Salt adaptation for sustainable agricultural development
under climate change effects

Location:

Aswan, Egypt

 

Partners:

Delphy (lead), The Salt Doctors, Aswan University.

This project is part of the Orange Knowledge Programme which is funded by the Dutch Ministry of Foreign Affairs and managed by Nuffic.

 

Duration:

1 year, 2022

Project description:

This tailor-made training will establish a more productive, sustainable and resilient agricultural system by:

 

- Improving skills and knowledge of Aswan University’s staff on Climate-Smart Agriculture.

Climate-Smart Agriculture (CSA) combines water efficiency with an investigation of crop resilience and adaptation to climate change to reduce the carbon dioxide footprint of the entire agricultural value chain.

Another part of the training focuses on water management and efficient irrigation.

 

- Improving skills and knowledge of Aswan University staff on Saline Agriculture.

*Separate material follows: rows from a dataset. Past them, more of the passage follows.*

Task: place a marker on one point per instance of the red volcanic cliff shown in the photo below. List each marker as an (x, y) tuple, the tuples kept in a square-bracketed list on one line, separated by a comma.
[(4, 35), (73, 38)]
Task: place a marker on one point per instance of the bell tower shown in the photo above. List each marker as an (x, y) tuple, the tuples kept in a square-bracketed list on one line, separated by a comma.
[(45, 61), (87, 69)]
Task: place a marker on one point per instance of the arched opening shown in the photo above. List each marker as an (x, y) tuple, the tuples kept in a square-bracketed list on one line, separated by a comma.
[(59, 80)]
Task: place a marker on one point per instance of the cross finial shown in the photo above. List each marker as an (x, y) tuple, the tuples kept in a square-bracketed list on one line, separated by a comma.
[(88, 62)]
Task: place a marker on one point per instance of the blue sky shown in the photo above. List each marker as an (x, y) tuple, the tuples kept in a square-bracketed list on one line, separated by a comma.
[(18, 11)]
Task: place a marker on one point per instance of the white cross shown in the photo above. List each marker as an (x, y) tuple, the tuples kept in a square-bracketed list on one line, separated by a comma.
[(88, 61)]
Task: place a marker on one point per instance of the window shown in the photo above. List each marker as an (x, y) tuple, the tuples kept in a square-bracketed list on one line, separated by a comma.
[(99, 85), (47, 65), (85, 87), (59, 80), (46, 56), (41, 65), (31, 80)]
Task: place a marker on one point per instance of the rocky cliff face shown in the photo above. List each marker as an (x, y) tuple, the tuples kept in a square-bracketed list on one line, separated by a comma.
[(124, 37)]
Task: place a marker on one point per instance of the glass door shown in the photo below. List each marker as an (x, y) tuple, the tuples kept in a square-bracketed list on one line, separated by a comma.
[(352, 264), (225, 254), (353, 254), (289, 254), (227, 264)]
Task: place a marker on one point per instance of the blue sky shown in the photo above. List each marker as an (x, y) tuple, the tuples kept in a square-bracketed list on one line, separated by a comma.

Also related to the point above, water scarcity can have salinization as a result.

Saline agriculture enables using saline soil or water, making it able to reduce the demand for freshwater for agriculture.

 

According to the FAO, all drainage water in Upper Egypt (south of Egypt) flows back into the Nile, this results in an increase of the water salinity due to the use of chemical fertilizers and pesticides.

 

Farmers in Aswan can’t afford post-treatment to decrease salinity as in lower Egypt.

Besides the hot climate increases the salinity naturally in the soil. Therefore, salinity is a major issue for the whole Egypt and the combination of CSA and saline agriculture can be a solution for this issue.

This reflects in sustainable, resilient and water efficiency farm systems that also improve the productivity of the agricultural sector.

 

Tailor-made training is given on specific the above-mentioned topics, where adequate knowledge, experience and skills are lacking.

The training sessions use three teaching methods: theory, practice, and knowledge transfer of the participants themselves to their students.

This will result in more efficient dissemination of in-depth knowledge on climate smart and saline agriculture.